2024年12月の全日本選手権で、自身初となる男子シングル金メダルに輝いた鍵山優真選手。その輝かしい活躍の裏には、足元を支える「スケート靴の研磨職人」の存在があった。
選手の生命線 「刃」を磨く職人の仕事
「金メダル獲ってきます」
2024年12月11日、全日本選手権を控えた鍵山優真(かぎやま・ゆうま)選手(21)が、スケート靴の研磨職人のもとを訪れていた。フィギュアスケート靴は、靴底のブレードと呼ばれる刃が命。試合前にこのブレードを最高の状態に仕上げるには、研磨職人の存在が不可欠なのだ。
横浜市のスケートリンクの一角にあるスケート用品店。フィギュアスケートの靴やアイスホッケーの靴、練習用のウェアや小物などが壁一面に並ぶ7畳ほどの店内の奥に、研磨の機械が置かれている。

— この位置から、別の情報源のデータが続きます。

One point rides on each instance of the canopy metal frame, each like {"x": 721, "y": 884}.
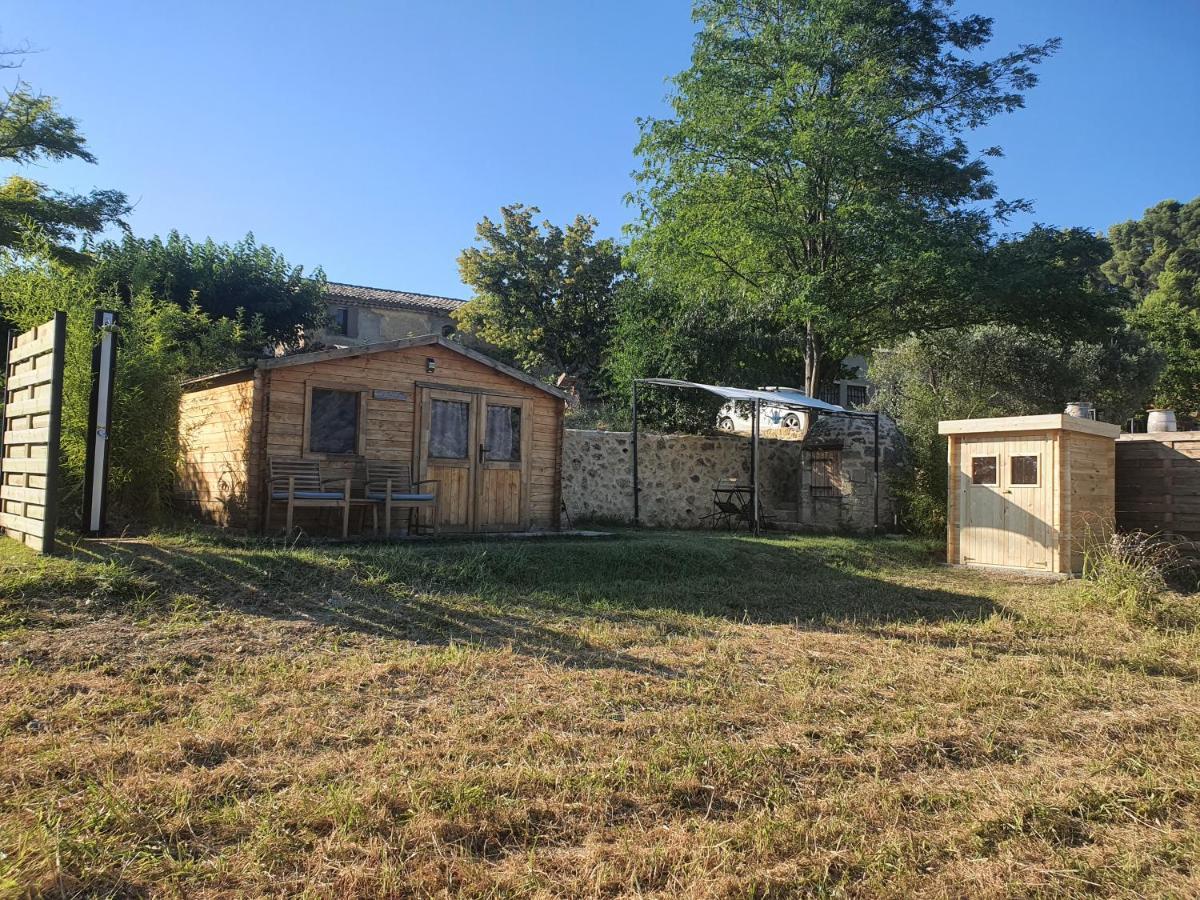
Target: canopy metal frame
{"x": 786, "y": 399}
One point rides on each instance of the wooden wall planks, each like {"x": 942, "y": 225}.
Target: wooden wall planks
{"x": 1158, "y": 483}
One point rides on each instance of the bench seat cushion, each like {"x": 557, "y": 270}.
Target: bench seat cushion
{"x": 311, "y": 495}
{"x": 395, "y": 497}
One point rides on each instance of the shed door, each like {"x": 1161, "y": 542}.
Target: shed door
{"x": 503, "y": 484}
{"x": 449, "y": 454}
{"x": 1006, "y": 497}
{"x": 477, "y": 447}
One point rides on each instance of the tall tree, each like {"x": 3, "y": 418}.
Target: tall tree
{"x": 33, "y": 130}
{"x": 220, "y": 279}
{"x": 815, "y": 166}
{"x": 1157, "y": 258}
{"x": 541, "y": 293}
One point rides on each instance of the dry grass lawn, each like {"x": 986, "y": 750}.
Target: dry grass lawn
{"x": 652, "y": 715}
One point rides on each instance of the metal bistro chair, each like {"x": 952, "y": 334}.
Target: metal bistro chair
{"x": 726, "y": 504}
{"x": 391, "y": 484}
{"x": 298, "y": 483}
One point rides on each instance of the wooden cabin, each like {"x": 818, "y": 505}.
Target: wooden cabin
{"x": 1025, "y": 492}
{"x": 491, "y": 436}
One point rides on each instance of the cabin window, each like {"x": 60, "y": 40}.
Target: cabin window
{"x": 983, "y": 469}
{"x": 503, "y": 438}
{"x": 449, "y": 429}
{"x": 334, "y": 421}
{"x": 826, "y": 473}
{"x": 1024, "y": 471}
{"x": 341, "y": 321}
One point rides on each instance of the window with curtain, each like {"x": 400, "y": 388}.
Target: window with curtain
{"x": 503, "y": 438}
{"x": 449, "y": 429}
{"x": 334, "y": 421}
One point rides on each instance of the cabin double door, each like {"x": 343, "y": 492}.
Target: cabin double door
{"x": 477, "y": 448}
{"x": 1006, "y": 502}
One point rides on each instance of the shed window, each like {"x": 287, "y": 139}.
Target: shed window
{"x": 983, "y": 469}
{"x": 503, "y": 439}
{"x": 826, "y": 473}
{"x": 1024, "y": 471}
{"x": 333, "y": 421}
{"x": 449, "y": 429}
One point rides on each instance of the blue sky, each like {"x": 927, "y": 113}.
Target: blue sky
{"x": 371, "y": 137}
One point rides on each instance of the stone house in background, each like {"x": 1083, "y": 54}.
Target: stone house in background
{"x": 361, "y": 316}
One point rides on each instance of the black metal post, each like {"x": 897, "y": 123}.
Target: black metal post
{"x": 100, "y": 423}
{"x": 754, "y": 467}
{"x": 636, "y": 485}
{"x": 876, "y": 473}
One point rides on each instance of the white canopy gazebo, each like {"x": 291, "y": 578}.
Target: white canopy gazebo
{"x": 756, "y": 397}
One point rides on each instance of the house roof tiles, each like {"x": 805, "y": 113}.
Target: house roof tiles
{"x": 360, "y": 295}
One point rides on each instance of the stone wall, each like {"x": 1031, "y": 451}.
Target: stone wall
{"x": 852, "y": 505}
{"x": 678, "y": 473}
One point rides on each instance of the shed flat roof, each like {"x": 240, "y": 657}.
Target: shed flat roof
{"x": 1018, "y": 424}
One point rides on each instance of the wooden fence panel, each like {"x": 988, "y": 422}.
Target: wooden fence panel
{"x": 1158, "y": 483}
{"x": 33, "y": 420}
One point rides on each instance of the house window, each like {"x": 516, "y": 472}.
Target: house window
{"x": 334, "y": 421}
{"x": 829, "y": 394}
{"x": 503, "y": 439}
{"x": 341, "y": 321}
{"x": 983, "y": 471}
{"x": 1024, "y": 471}
{"x": 449, "y": 429}
{"x": 826, "y": 473}
{"x": 856, "y": 396}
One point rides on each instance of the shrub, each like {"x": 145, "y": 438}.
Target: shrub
{"x": 1133, "y": 570}
{"x": 159, "y": 345}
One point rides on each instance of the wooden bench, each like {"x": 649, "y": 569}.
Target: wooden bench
{"x": 298, "y": 483}
{"x": 391, "y": 484}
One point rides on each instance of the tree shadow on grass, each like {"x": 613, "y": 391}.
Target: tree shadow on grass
{"x": 539, "y": 597}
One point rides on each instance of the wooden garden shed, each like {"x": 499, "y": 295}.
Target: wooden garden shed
{"x": 489, "y": 435}
{"x": 1025, "y": 491}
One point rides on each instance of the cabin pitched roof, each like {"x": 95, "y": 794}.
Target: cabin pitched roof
{"x": 304, "y": 359}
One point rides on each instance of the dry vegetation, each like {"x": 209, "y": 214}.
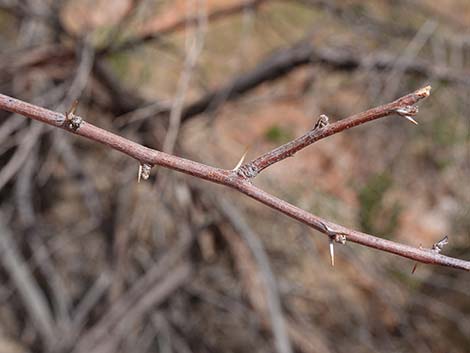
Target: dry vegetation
{"x": 92, "y": 261}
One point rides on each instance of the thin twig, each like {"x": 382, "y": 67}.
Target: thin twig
{"x": 322, "y": 129}
{"x": 233, "y": 180}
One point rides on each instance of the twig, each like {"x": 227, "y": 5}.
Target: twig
{"x": 233, "y": 180}
{"x": 322, "y": 129}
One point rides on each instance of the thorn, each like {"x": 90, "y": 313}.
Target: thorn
{"x": 332, "y": 252}
{"x": 410, "y": 119}
{"x": 73, "y": 121}
{"x": 140, "y": 173}
{"x": 424, "y": 92}
{"x": 321, "y": 122}
{"x": 144, "y": 171}
{"x": 240, "y": 162}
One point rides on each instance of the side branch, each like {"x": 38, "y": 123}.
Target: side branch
{"x": 76, "y": 125}
{"x": 320, "y": 131}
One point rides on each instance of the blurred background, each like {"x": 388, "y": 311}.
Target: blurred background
{"x": 92, "y": 261}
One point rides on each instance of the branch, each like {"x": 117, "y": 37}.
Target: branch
{"x": 144, "y": 155}
{"x": 322, "y": 129}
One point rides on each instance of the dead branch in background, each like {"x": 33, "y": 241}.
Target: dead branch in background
{"x": 233, "y": 179}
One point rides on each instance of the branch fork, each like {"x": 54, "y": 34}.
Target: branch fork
{"x": 238, "y": 179}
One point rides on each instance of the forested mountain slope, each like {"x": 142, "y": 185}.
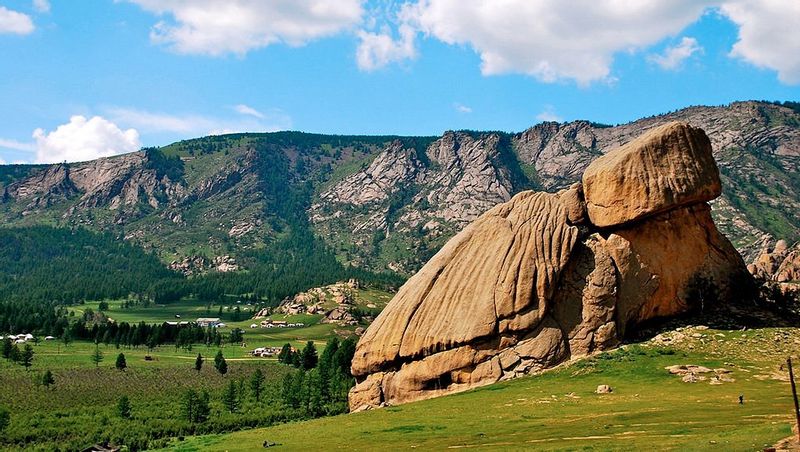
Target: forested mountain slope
{"x": 382, "y": 202}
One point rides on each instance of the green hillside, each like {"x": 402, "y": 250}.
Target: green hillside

「試合前には毎回、靴の調整のためにここに帰ってきてくれます」
研磨職人の鷹取吾一(たかとり・ごいち)さん(36)は、2020年から鍵山選手のスケート靴のメンテナンスを担当している。鍵山選手やほかの選手からも「ごいちさん」と呼ばれ親しまれている、関西弁の気さくなお兄ちゃんだ。
鍵山選手は12歳から18歳まで、ここ横浜銀行アイスアリーナを練習拠点としていた。2022年、中京大学進学をきっかけに愛知県に拠点を移したが、その後も靴のメンテナンスのために、定期的に横浜のごいちさんのもとを訪れている。